Seven of these Indigenous villages still exist today.

French missionaries could be found in all these villages. They would even have a chapel built. The Catholic religion played an important role in community life. The French were happy to have these Indigenous villages nearby because the domiciled Indigenous people helped to protect the colony and participated in the fur trade.

The Huron-Wendat of Jeune-Lorette (Wendake)

The Huron-Wendat were the first Iroquoians to seek refuge near Québec City in 1650. They settled for good at Jeune-Lorette in 1697, where a Huron-Wendat community can still be found today.

It was in Wendake where Indigenous people had a lifestyle that most closely resembled that of the inhabitants of French origin. Many of them had abandoned the longhouse for a “Canadian” home. Their clothes were also similar to those of the inhabitants in neighbouring Québec City.

 Kanienʼkehá꞉ka villages: Kahnawake, Kanesatake and Akwesasne

 Kanienʼkehá꞉ka is the self-identified name of the Mohawk Nation Kanienʼkehá꞉ka are part of the Haudenosaunee, which was sometimes called the Iroquois Confederacy, the Five (now Six) Nations Confederacy, or the Iroquois.

The Haudenosaunee started arriving in the St. Lawrence Valley in the 1660s. The first village and the one that remained the largest was Kahnawake.

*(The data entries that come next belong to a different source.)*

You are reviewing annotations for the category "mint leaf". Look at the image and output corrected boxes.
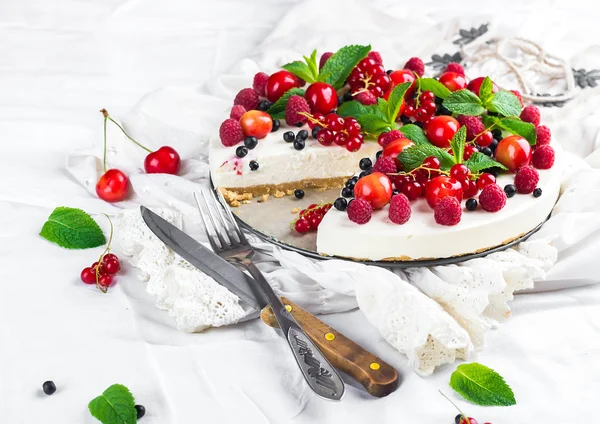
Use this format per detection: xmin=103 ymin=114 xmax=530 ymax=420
xmin=418 ymin=78 xmax=452 ymax=99
xmin=384 ymin=82 xmax=411 ymax=123
xmin=40 ymin=206 xmax=106 ymax=249
xmin=486 ymin=90 xmax=521 ymax=116
xmin=400 ymin=124 xmax=431 ymax=145
xmin=319 ymin=45 xmax=371 ymax=90
xmin=450 ymin=125 xmax=466 ymax=163
xmin=398 ymin=143 xmax=455 ymax=171
xmin=442 ymin=88 xmax=485 ymax=116
xmin=464 ymin=152 xmax=507 ymax=172
xmin=450 ymin=362 xmax=517 ymax=406
xmin=479 ymin=77 xmax=494 ymax=105
xmin=88 ymin=384 xmax=137 ymax=424
xmin=267 ymin=88 xmax=304 ymax=119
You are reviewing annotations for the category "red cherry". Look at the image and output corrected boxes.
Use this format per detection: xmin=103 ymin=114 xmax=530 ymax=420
xmin=304 ymin=82 xmax=337 ymax=113
xmin=354 ymin=172 xmax=392 ymax=209
xmin=495 ymin=135 xmax=531 ymax=172
xmin=240 ymin=110 xmax=273 ymax=139
xmin=381 ymin=138 xmax=415 ymax=169
xmin=144 ymin=146 xmax=181 ymax=175
xmin=439 ymin=72 xmax=467 ymax=91
xmin=81 ymin=266 xmax=96 ymax=284
xmin=96 ymin=169 xmax=129 ymax=202
xmin=266 ymin=71 xmax=299 ymax=102
xmin=425 ymin=175 xmax=463 ymax=208
xmin=467 ymin=77 xmax=499 ymax=96
xmin=425 ymin=115 xmax=460 ymax=148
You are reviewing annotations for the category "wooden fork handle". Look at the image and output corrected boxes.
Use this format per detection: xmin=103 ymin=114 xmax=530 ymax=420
xmin=260 ymin=297 xmax=398 ymax=397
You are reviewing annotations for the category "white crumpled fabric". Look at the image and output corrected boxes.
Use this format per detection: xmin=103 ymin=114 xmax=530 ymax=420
xmin=67 ymin=1 xmax=600 ymax=375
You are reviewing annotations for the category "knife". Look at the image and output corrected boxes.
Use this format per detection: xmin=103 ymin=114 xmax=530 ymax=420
xmin=140 ymin=206 xmax=399 ymax=397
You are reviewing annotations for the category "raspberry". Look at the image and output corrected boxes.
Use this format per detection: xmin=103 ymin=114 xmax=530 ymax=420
xmin=346 ymin=199 xmax=373 ymax=224
xmin=479 ymin=184 xmax=506 ymax=212
xmin=389 ymin=193 xmax=411 ymax=224
xmin=252 ymin=72 xmax=269 ymax=97
xmin=531 ymin=144 xmax=554 ymax=169
xmin=367 ymin=51 xmax=383 ymax=65
xmin=219 ymin=118 xmax=244 ymax=147
xmin=404 ymin=57 xmax=425 ymax=77
xmin=515 ymin=166 xmax=540 ymax=194
xmin=285 ymin=96 xmax=310 ymax=125
xmin=373 ymin=156 xmax=398 ymax=174
xmin=433 ymin=196 xmax=462 ymax=225
xmin=354 ymin=91 xmax=377 ymax=106
xmin=319 ymin=52 xmax=333 ymax=69
xmin=233 ymin=88 xmax=260 ymax=110
xmin=377 ymin=130 xmax=406 ymax=147
xmin=229 ymin=105 xmax=246 ymax=121
xmin=535 ymin=125 xmax=552 ymax=146
xmin=444 ymin=62 xmax=465 ymax=75
xmin=521 ymin=105 xmax=540 ymax=126
xmin=458 ymin=115 xmax=485 ymax=140
xmin=510 ymin=90 xmax=523 ymax=107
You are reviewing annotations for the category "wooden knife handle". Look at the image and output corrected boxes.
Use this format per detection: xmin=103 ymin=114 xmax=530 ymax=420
xmin=260 ymin=297 xmax=398 ymax=397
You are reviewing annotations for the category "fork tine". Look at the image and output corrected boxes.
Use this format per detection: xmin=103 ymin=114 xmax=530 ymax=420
xmin=194 ymin=192 xmax=225 ymax=252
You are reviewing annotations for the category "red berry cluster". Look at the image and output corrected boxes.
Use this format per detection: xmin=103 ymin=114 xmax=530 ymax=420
xmin=290 ymin=203 xmax=333 ymax=234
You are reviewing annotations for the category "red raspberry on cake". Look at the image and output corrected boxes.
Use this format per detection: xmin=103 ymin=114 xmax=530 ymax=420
xmin=388 ymin=193 xmax=412 ymax=224
xmin=531 ymin=144 xmax=555 ymax=169
xmin=515 ymin=166 xmax=540 ymax=194
xmin=346 ymin=199 xmax=373 ymax=224
xmin=404 ymin=57 xmax=425 ymax=77
xmin=479 ymin=184 xmax=506 ymax=212
xmin=229 ymin=105 xmax=246 ymax=121
xmin=252 ymin=72 xmax=269 ymax=97
xmin=285 ymin=96 xmax=310 ymax=125
xmin=444 ymin=62 xmax=465 ymax=75
xmin=535 ymin=125 xmax=552 ymax=146
xmin=520 ymin=105 xmax=540 ymax=126
xmin=433 ymin=196 xmax=462 ymax=225
xmin=219 ymin=118 xmax=244 ymax=147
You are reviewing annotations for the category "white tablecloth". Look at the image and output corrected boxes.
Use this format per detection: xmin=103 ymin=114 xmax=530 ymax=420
xmin=0 ymin=0 xmax=600 ymax=424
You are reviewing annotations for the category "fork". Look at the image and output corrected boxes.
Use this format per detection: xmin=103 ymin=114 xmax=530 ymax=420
xmin=194 ymin=192 xmax=345 ymax=400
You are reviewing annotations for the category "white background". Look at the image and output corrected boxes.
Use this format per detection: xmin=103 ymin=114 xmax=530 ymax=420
xmin=0 ymin=0 xmax=600 ymax=424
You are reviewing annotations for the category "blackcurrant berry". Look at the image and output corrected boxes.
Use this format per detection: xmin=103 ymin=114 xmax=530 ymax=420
xmin=333 ymin=197 xmax=348 ymax=211
xmin=504 ymin=184 xmax=517 ymax=198
xmin=244 ymin=136 xmax=258 ymax=150
xmin=283 ymin=131 xmax=296 ymax=143
xmin=466 ymin=198 xmax=477 ymax=211
xmin=358 ymin=158 xmax=373 ymax=171
xmin=42 ymin=381 xmax=56 ymax=395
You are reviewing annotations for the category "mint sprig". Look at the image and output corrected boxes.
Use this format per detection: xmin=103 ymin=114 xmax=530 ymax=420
xmin=450 ymin=362 xmax=517 ymax=406
xmin=88 ymin=384 xmax=137 ymax=424
xmin=40 ymin=206 xmax=106 ymax=249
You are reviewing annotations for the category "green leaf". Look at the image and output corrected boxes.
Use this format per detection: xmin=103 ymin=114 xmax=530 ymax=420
xmin=486 ymin=90 xmax=522 ymax=116
xmin=479 ymin=77 xmax=494 ymax=105
xmin=267 ymin=88 xmax=304 ymax=119
xmin=442 ymin=89 xmax=485 ymax=116
xmin=419 ymin=78 xmax=452 ymax=99
xmin=40 ymin=206 xmax=106 ymax=249
xmin=319 ymin=45 xmax=371 ymax=90
xmin=464 ymin=152 xmax=508 ymax=172
xmin=450 ymin=362 xmax=517 ymax=406
xmin=398 ymin=143 xmax=455 ymax=171
xmin=400 ymin=124 xmax=431 ymax=145
xmin=450 ymin=125 xmax=467 ymax=163
xmin=384 ymin=82 xmax=411 ymax=123
xmin=88 ymin=384 xmax=137 ymax=424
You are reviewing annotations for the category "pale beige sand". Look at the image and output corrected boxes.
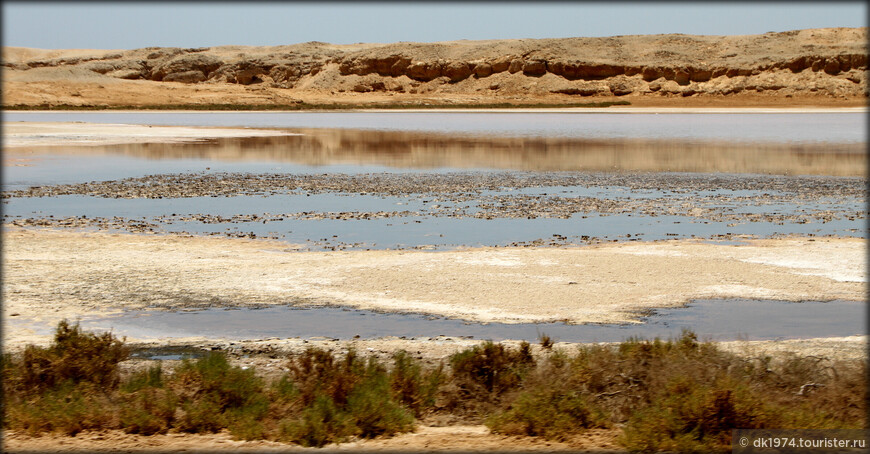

Around 1745, most of the homes in Haudenosaunee villages were still longhouses. In Kanesatake, however, some Canadian homes had started to appear. Following the example of the colonists, more and more Indigenous people had begun to raise domestic animals and own horses, particularly in Kahnawake.

The Iroquois of these villages remained in close contact with the Haudenosaunee to the south, who had remained on their territory and had not converted to Catholicism.

Author: Service national du Récit de l’univers social. Adaptations by LEARN.

 

Notes: 

The Tuscarora were accepted in 1722 as the Sixth Nation of the Iroquois Confederacy, or Haudenosaunee.  

The Wendat people were often called Huron by the European settlers, but now we try to use Huron-Wendat instead.